I let the measure_methods.py accepting one environment so that I can set the remote module dir. Do you mind we add this environment ? Here is my diff:
--- a/python/tvm/autotvm/measure/measure_methods.py
+++ b/python/tvm/autotvm/measure/measure_methods.py
@@ -317,8 +317,11 @@ def _measure_common(input_pack, build_func, build_kwargs, number, repeat,
# upload built module
if remote:
- remote.upload(tmp_dir.relpath(filename))
- func = remote.load_module(filename)
+ remote_upload_target_dir = os.environ.get('TVM_RPC_REMOTE_DIR')
+ remote_target = os.path.join(remote_upload_target_dir, filename) if remote_upload_target_dir else None
+ remote_module = os.path.join(remote_upload_target_dir, filename) if remote_upload_target_dir else filename
+ remote.upload(tmp_dir.relpath(filename), target=remote_target)
+ func = remote.load_module(remote_module)
ctx = remote.context(str(inp.target), 0)
time_f = func.time_evaluator(
func.entry_name, ctx, number=number, repeat=repeat)
Nice!
You can send the patch.
Better with
if 'TVM_RPC_REMOTE_RID' in os.environ:
# your code here
remote_upload_target_dir = os.environ.get('TVM_RPC_REMOTE_DIR')
remote_target = os.path.join(remote_upload_target_dir, filename)

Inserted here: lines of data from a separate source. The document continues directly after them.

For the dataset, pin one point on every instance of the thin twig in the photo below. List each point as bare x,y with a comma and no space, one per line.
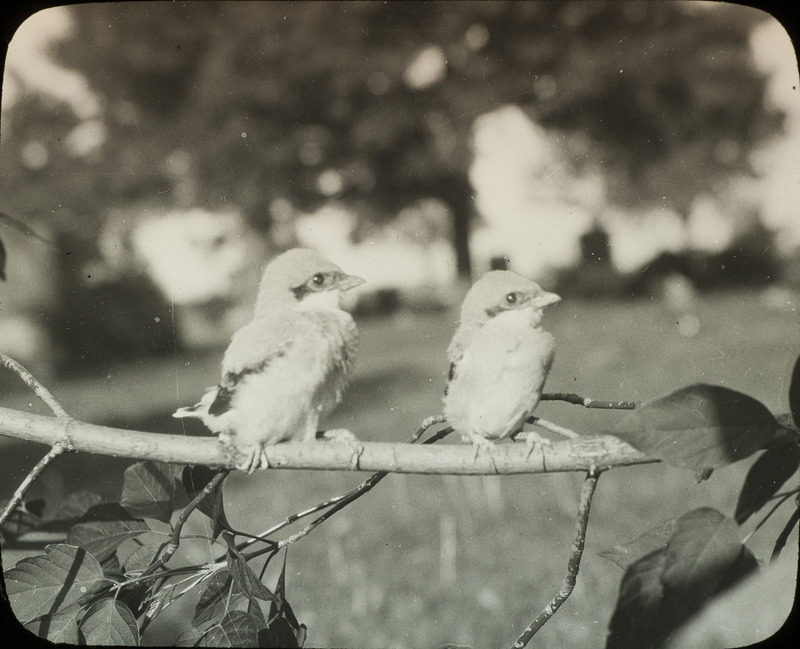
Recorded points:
589,486
175,539
58,449
341,501
588,402
780,542
42,392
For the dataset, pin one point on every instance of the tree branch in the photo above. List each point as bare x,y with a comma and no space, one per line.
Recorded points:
457,459
42,392
567,586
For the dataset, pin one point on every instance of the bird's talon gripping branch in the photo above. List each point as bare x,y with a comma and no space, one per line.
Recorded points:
533,439
500,357
344,436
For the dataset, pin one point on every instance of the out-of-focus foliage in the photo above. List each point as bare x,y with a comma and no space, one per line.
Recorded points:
208,103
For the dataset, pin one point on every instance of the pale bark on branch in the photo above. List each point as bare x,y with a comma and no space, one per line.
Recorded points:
580,454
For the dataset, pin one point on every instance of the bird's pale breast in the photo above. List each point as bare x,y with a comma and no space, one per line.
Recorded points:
499,378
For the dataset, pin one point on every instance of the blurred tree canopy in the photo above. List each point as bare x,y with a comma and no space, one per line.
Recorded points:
207,103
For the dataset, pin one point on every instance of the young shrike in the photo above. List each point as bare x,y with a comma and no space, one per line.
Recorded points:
288,366
500,357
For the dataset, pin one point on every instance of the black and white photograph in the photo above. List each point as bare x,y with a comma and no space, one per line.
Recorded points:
399,324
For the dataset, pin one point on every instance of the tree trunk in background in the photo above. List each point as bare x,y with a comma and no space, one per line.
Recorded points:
456,192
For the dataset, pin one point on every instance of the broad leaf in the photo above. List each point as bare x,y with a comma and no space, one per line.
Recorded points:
700,427
190,637
141,558
663,589
215,598
103,528
149,490
246,580
656,538
704,545
765,477
280,633
109,622
236,629
61,627
46,584
638,612
794,393
195,478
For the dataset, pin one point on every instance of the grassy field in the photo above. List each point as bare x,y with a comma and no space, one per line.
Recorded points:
424,560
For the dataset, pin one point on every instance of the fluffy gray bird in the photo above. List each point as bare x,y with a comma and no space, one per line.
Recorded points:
500,357
287,368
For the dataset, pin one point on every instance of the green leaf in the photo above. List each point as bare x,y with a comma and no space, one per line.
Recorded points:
794,393
663,589
2,261
62,627
765,477
103,528
637,615
700,427
141,557
149,490
280,633
703,546
195,478
215,598
189,638
109,622
49,583
78,503
25,517
236,629
245,579
656,538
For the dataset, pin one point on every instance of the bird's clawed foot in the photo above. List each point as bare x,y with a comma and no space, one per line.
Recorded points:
532,440
344,436
245,459
480,443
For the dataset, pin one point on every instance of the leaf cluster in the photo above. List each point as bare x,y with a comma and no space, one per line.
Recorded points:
109,581
672,570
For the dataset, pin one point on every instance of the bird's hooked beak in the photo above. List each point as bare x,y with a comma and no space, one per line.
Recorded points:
350,281
545,299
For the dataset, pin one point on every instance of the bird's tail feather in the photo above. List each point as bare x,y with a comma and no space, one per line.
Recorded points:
199,409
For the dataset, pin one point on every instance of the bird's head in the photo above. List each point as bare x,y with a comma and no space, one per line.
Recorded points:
302,278
495,294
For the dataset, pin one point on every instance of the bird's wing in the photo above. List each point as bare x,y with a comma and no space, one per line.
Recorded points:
251,351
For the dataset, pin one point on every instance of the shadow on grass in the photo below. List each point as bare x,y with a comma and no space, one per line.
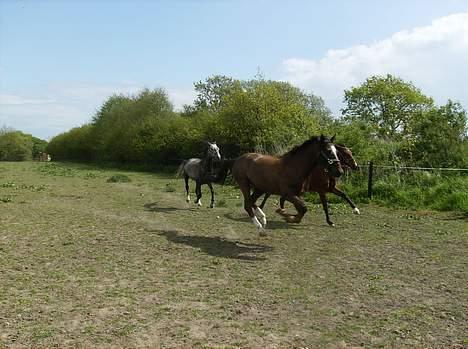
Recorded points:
271,225
153,207
216,246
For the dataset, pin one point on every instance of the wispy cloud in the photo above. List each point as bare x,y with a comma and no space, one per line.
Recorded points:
433,57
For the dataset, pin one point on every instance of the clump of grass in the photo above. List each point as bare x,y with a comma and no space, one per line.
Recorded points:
90,175
8,185
53,169
119,178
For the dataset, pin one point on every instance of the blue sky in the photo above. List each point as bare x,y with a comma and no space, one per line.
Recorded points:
59,60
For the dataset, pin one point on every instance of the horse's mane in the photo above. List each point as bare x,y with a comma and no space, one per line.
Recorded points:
299,148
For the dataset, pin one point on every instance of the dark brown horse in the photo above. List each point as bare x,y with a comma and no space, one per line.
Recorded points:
322,182
283,175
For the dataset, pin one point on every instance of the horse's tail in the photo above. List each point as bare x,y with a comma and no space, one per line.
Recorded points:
180,170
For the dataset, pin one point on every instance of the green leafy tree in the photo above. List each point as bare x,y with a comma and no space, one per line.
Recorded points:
387,103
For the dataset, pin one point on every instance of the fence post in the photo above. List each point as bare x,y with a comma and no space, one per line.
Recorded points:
369,180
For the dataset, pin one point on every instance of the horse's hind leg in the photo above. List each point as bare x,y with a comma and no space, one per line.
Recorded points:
186,178
257,210
343,195
212,194
248,204
198,192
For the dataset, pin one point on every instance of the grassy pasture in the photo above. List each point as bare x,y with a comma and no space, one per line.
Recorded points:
87,262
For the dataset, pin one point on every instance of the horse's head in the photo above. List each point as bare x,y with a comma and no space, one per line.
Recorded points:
346,157
329,157
213,151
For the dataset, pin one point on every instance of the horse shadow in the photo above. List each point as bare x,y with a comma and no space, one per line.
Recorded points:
271,225
217,246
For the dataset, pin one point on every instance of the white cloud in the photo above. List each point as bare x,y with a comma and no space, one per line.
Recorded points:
433,57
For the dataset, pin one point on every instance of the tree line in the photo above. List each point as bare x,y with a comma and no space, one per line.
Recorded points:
385,118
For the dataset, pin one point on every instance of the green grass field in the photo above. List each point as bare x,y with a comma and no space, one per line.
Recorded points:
91,263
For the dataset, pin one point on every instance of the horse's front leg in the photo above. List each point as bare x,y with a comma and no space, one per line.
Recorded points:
343,195
265,198
212,194
323,199
300,207
198,192
187,188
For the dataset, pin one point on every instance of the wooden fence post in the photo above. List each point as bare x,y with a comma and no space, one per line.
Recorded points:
369,180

remote_module = os.path.join(remote_upload_target_dir, filename)
remote.upload(tmp_dir.relpath(filename), target=remote_target)
func = remote.load_module(remote_module)
else:
# original code
remote.upload(tmp_dir.relpath(filename))
func = remote.load_module(filename)
....
Thanks for your suggestion! @merrymercy